In 2013, New York’s Metropolitan Transit Authority (MTA) reached out to Mayer after hearing about SenesTech’s early trials to ask whether the company would test ContraPest in New York’s subways as part of a citywide effort to find new, more successful alternatives to poison.

...Mayer dispatched two of SenesTech’s youngest scientists, women in their 20s, to New York in order to test whether the formula was appealing enough. Would New York rats prefer ContraPest to water or pizza? Wearing their best approximation of hazmat suits to protect themselves from the filth, the scientists patrolled the subway’s trash storage rooms under Grand Central Station. They planted bait boxes filled with feed stations of ContraPest and then stood nearby, counting the rats that came in and out with clickers in order to track how many rats were taking the bait. For six months, they baited and counted, washing their suits at the end of each day in bleach.

The two young women went home to Arizona with good news: not only did the New York rats drink ContraPest, the drink actually worked on them. The test confirmed the highest hopes of the company – there was an alternative to poison that would work, even in New York City, and they had found it.

So is this the end of rats? Not yet.

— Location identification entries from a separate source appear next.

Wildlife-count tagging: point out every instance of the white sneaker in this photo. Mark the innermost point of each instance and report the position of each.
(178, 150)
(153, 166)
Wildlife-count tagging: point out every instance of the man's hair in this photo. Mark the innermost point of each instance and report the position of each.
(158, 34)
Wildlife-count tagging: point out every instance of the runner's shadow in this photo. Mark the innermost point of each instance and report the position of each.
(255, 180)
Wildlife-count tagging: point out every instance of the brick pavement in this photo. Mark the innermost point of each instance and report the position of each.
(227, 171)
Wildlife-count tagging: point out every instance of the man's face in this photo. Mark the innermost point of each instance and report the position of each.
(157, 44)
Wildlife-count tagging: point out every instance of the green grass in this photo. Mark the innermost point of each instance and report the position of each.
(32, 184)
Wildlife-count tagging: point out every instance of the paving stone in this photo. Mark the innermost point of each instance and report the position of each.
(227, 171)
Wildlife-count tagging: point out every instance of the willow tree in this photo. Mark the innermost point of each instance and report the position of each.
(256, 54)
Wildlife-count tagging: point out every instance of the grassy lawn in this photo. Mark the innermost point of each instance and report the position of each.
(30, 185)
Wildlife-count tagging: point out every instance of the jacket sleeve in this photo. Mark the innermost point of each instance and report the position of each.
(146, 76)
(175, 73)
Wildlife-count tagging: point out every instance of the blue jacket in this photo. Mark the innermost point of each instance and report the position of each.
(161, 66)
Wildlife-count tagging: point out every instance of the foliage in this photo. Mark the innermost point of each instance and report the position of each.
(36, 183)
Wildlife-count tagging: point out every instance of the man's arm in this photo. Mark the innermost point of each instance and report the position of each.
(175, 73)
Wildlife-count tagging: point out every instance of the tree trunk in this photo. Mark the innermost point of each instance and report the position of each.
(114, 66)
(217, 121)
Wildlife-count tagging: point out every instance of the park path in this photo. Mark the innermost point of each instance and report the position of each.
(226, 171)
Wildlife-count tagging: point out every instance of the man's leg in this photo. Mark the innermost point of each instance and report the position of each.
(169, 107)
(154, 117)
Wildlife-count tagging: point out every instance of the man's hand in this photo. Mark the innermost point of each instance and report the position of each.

This stuff will have to get EPA FDA approval sold, distributed, and used widely, but it's pretty clear that this stuff is a game changer, and maybe not just for rats, but in a different dosage, perhaps for feral dogs too. Could it work on feral cats? How about deer in areas where they are overcrowded? How about feral pigs and horses? How about people?

The mind reels at the wonderful possibilities. Even Stephen Hawking is impressed.

4 comments:

Rick said...

ContraPest just received EPA approval:

http://www.mypmp.net/2016/08/15/senestech-inc-contrapest/

PBurns said...

THANKS for this! Will update post.

concretenprimroses said...

Ha! I've been saying this for years about woodchucks and skunks. We can deal with one or two in a small neighborhood, but once they have babies there are too many. Seems like a fabulous solution for rats.

Unknown said...

Wow! Feral cats and dogs? No more need for spay/ neuter clinics? If so, how will Veterinarians make up their profits from spay/neuter surgeries? No need for fake testicles for dogs? A game changer indeed!